Unexpected results on Shanghai Tech

Hi, I recently tried to test your network on Shanghai Tech dataset but I have been unable to reproduce the results of your paper. Could you help me identify the issue ?

Here are the results I got : " Frame-based AUC is 0.767 on shanghaiTech (all data set). Avg. (on video) frame-based AUC is 0.829 on shanghaiTech. "

Compared to the 82.4% of Micro-AUC and 89.3% of Macro-AUC given on github.

And here are the parameters and applied modifications by file to comply with the readme file:

args.py:
    block_scale = 20

utils.py:
    ProcessingType.TRAIN = "training"
    ProcessingType.TEST = "testing"

train.py:
    temporal_size = 15
    extract_objects(ProcessingType.TRAIN, is_video=True)

test.py:
    temporal_size = 3
    extract_objects(ProcessingType.TEST, is_video=False)

compute_performance_score.py:
    predict_anomaly_on_frames:
        commented the 3D convolution line

    compute_performance_indices:
        filter_2d = gaussian_filter_(np.arange(1, 202), 31)

I also downloaded YOLOV3 weights from the provided github and used a detection threshold of 0.5. And I produced the Shanghaitech dataset frame-level ground truth (ground_truth_frame_level.txt) from the shanghaitech_semantic_annotation.json file from (https://github.com/svip-lab/MLEP/tree/master/data/annotations)

Am I missing something ?

Thank you,

Sincerely yours,

Olivier

Hi Olivier,

The parameters that you used seems correct.

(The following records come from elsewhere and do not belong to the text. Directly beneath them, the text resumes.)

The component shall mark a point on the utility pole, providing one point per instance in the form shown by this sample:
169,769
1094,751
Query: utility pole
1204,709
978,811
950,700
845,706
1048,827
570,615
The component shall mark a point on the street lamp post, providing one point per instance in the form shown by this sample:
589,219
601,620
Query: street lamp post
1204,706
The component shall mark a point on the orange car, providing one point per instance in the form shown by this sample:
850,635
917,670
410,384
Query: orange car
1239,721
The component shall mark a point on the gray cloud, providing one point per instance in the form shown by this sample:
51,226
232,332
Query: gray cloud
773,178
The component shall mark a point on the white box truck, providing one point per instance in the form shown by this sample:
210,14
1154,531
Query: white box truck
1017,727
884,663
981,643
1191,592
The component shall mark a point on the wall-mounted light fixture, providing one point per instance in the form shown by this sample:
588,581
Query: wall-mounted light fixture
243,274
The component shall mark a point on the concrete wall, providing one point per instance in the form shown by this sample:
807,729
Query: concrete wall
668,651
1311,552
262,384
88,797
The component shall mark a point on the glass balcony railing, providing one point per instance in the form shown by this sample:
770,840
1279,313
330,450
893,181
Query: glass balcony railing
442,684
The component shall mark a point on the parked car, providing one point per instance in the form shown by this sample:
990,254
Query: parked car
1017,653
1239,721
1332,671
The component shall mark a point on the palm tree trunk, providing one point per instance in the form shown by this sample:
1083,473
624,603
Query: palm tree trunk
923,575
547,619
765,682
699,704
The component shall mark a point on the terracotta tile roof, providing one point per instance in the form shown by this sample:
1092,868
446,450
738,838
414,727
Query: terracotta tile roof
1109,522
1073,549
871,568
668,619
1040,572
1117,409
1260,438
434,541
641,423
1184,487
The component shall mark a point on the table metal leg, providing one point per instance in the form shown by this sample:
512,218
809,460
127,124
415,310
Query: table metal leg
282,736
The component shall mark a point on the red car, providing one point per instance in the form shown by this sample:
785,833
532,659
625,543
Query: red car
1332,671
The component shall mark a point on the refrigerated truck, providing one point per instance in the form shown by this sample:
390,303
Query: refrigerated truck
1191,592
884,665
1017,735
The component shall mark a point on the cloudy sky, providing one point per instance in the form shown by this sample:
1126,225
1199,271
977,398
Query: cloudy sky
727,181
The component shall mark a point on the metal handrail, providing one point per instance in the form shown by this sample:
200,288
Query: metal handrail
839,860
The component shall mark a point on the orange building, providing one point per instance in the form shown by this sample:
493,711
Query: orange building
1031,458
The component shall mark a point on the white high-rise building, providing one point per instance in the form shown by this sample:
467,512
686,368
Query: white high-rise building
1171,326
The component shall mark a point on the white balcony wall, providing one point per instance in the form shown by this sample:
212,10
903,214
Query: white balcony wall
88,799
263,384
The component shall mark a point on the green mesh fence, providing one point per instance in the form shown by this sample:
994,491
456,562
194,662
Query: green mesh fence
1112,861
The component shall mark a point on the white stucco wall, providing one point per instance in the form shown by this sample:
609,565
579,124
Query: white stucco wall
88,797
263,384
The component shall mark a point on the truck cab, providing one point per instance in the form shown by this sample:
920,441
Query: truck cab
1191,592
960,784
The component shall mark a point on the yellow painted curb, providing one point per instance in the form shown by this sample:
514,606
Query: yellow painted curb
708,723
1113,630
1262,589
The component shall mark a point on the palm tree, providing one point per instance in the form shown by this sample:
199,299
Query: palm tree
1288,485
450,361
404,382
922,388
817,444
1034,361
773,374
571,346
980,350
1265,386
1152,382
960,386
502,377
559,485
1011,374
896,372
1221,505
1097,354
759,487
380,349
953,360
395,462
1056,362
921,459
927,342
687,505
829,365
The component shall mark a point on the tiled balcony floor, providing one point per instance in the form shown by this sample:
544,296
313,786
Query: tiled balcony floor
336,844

The only thing that can be missing is that I do not choose the best checkpoint based on the validation error programmatically (i.e. I saved all the checkpoints, and based on the training logs I choose the best epoch manually), and this epoch should be specified manually when testing. If you did not specify the epoch for testing, the last checkpoint is loaded. Because ShanghaiTech has almost 1M objects, I trained it for 3 epochs. How long did you train the network for?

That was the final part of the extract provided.